HIRSIZLARA KARŞI TEK BİR ARTERNATİF VAR: HDP
Diğer partilerin zihniyetlerinin aynı olduğunu söyleyen Selahattin Demirtaş, "Aralarında hırsız olmayan var mı? Ya paramızı çalmışlar, ya kimliklerimiz çalmışlar, ya inançlarımızı çalmışlar, ya geleceğimizi çalmışlar, ya çocuklarımızı çalmışlar, ya doğamızı çalmışlar, Ya çevremizi, ya umutlarımızı, heyecanlarımızı çalmışlar. Hepsi hırsız bunların. Hırsızlara karşı tek bir arternatif var. HDP" dedi.

SENİ SİNİRLENDİREN, SİNİR EDEN HERŞEYİ KAPATMAK İSTİYORSAN, ÖNCE BİLAL'İ KAPAT, BİLAL'İ
Demirtaş konuşmasını şöyle sürdürdü: "Biz diğerleri gibi, savaşa girmiyoruz. Seçime giriyoruz. Provokasyonlara, asla gelmeyeceğiz. AKP, MHP, CHP... Şu partiye, hangi partiye oy veriyorsa, bizim için farketmez. Biz insandır diyeceğiz, Kardeşimizdir diyeceğiz. Sandıkta gereğini yapacağız. Onlar gibi kışkırtarak, onlar gibi düşmanlaştırarak, onlar gibi savaş nidalarıyla seçime girmeyeceğiz. Bu Kazlıçeşme Meydanları'ndaki milyonların iradesini, elbette ki sandığa dolduracağız. Elbetteki oylarımıza da sahip çıkarak, sandıktan o gücü çıkaracağız. O iradeyi çıkaracağız. Sizin evinize hırsız girerse hırsızı suçüstü yakaladığınızda 'Yav kardeşim dur. Ne güzel hırsızlık yaptın. Sana bir tane daha oy vereyim' diyor musunuz? O zaman hırsızı yakalamışsanız cezasını verin sandığa gömün onu. Buralarda artık hırsızlığın sökmediğini görsünler. Bakın şunu da aklınızdan çıkarmayın. O parayı çalanlar belli. Ayrıca inançlarımızı kimliklerimizi çalanlar da belli. Bizi tekleştirip, bizi insanlığımızdan uzaklaştırmak için tekleştirip, ırkçı faşizan bir politika ile kimliklerimizi çalanlarda hırsızdır. Bunların hepsinin politikası hırsızlık politikasıdır. Artık bu hırsızların seçmen karşısında ders alma zamanı gelmiştir. Hırsızlıklarını halktan gizlemek için envayi çeşit yöntem deniyorlar. Medyaya baskı uyguluyorlar. Yargıya baskı uyguluyorlar. Sosyal medyayı kapatarak, 'twitter, mvitter kökünü kazıyacağız' diyorlar. 'Halkın bunları duymasını engelleyeceğiz' diyorlar. Buradan Sayın Başbakan'a bir tavsiyem var. Seni sinirlendiren, sinir eden herşeyi kapatmak istiyorsan, önce Bilal'i kapat, Bilal'i. Twitter'ı, sosyal medyayı kapatarak sinirlerini yatıştıramazsın. Asla gerçekleri de örtemezsin. Bu yanlış yoldan dönmen lazım. Halkın karşısında artık gerçek bir özeleştiriyle özür dilemen lazım."

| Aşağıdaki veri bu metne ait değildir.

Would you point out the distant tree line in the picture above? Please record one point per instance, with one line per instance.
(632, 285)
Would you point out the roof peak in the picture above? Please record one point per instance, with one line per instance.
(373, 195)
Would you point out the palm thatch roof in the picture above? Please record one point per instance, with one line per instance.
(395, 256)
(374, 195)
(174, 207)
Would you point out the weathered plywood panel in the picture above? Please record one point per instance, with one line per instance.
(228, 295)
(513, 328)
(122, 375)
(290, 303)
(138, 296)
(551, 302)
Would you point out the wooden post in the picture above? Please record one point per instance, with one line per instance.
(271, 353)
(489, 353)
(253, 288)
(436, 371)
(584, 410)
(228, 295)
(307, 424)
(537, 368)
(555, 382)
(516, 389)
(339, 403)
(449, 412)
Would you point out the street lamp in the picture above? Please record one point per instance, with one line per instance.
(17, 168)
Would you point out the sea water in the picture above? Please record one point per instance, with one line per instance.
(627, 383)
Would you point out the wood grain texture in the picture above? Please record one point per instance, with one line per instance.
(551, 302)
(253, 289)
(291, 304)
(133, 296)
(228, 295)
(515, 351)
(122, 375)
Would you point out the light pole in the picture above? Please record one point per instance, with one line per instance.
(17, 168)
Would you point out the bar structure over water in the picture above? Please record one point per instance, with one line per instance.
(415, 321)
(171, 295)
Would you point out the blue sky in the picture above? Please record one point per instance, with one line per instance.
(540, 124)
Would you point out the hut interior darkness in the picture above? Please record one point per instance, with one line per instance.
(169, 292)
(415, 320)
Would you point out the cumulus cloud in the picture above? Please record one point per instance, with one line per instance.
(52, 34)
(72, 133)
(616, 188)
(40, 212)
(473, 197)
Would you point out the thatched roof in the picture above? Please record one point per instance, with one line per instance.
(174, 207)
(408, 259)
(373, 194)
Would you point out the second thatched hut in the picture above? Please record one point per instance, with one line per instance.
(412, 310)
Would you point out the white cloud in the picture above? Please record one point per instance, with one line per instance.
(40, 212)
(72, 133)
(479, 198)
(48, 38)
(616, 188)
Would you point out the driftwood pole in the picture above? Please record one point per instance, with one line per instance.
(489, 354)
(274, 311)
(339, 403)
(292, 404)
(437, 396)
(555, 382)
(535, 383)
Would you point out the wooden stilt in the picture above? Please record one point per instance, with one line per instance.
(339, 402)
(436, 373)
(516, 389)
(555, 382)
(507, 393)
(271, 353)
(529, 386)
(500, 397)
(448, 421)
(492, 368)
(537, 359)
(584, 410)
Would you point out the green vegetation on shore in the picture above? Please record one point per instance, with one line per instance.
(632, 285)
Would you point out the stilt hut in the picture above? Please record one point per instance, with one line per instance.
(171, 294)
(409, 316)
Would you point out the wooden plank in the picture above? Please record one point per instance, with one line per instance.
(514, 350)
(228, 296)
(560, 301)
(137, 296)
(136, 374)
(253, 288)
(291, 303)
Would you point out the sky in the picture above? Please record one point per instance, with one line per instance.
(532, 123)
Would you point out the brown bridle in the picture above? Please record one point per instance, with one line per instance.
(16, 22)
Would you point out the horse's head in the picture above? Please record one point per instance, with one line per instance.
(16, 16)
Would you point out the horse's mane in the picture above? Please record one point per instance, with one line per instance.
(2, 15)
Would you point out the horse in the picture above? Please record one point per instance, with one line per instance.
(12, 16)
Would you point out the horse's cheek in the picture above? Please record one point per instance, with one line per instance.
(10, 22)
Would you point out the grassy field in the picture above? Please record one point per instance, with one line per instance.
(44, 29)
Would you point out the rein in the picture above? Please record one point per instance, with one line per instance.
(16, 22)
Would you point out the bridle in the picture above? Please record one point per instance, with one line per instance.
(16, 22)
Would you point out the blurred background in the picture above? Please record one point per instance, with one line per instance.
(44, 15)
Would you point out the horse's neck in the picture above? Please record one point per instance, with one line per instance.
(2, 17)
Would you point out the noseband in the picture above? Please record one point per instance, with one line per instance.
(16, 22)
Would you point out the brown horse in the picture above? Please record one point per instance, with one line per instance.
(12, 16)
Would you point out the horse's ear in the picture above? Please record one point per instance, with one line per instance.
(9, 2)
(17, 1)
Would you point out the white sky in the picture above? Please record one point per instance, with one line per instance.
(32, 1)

"BUNLARIN HESABINI SORMAK ÜZERE GELİYORUZ. ÖYLE KASETLERLE DEĞİL..."
Sırrı Süreyya Önder ise konuşmasına, "Hoşgeldiniz, sevgili dostlar, sevgili halklarımız, emekçiler, mazlumlar, mağdurlar, hepiniz hoşgeldiniz bayramınız kutlu olsun" diyerek başladı.
Önlerinde yerel seçimin olduğunu söyleyen Önder, "Başbakan 2 kilometre ötede denizi doldurmuş. Artık öğrendiğimiz bir gerçek var. Bir yerde hafriyat varsa yani bir yeri dolduruyorlarsa, başka bir yerde de kasaları dolduruyorlar demektir. Bu kadarını bilin yeter. O babası 'Oğlum evde kaç lira var' dediğinde babasına bile yalan söyleyen evlat var ya. Birkaç sıkıştırmadan sonra 1 trilyon demişti. Daha sonra çıktı ki, ondan daha fazla para var. İşte o evlat... Bu memlekette o olmadan hafriyat yapılamıyordu. Bunların hesabını sormak üzere geliyoruz. Öyle kasetlerle değil. Hukuk önünde bağımsız mahkemelerde, halkın mahşeri vicdanında yedikleri her haram lokmayı kusturana kadar hesabını sorana kadar yakalarından düşmeyeceğiz" dedi.

"BU MİLLETİN BAŞINDAN, ÇEKİLİN DÜŞÜN YAKASINDAN."
Önder konuşmasını şöyle sürdürdü: "Sizin seçilmişleriniz, vekilleriniz, mecliste bu yasadışı dinlemeleri gündeme getirdiğimizde, dediler ki; 'Bu kabinenin bakanları -halen bu kabine de bakan olanlar bir tanesini belediye başkan adayı yaptılar- aynen şöyle söylediler; 'Kardeşim korkacak şeyi olmayanlar dinlemelerden niye şikayetçi oluyor' dediler. Şimdi korkudan tirtir titriyorlar. Demek ki biz alanlardayız. Demek ki korkacak bir şeyimiz yok. Onlar bize atmadık iftira bırakmadılar. Ama bugün kalkmışlar millete, 'Biz o zaman çok safmışız' diyorlar. Bu halkın saflara ihtiyacı yok. Halkın çıkarları söz konusu olduğunda uyanık olan, bu yetimlerin, bu kamunun her kuruşunun üzerine titreyen zeki insanlara ihtiyaç var. Madem ahmaksınız, madem itiraf ediyorsunuz, bu milletin başından, çekilin düşün yakasından."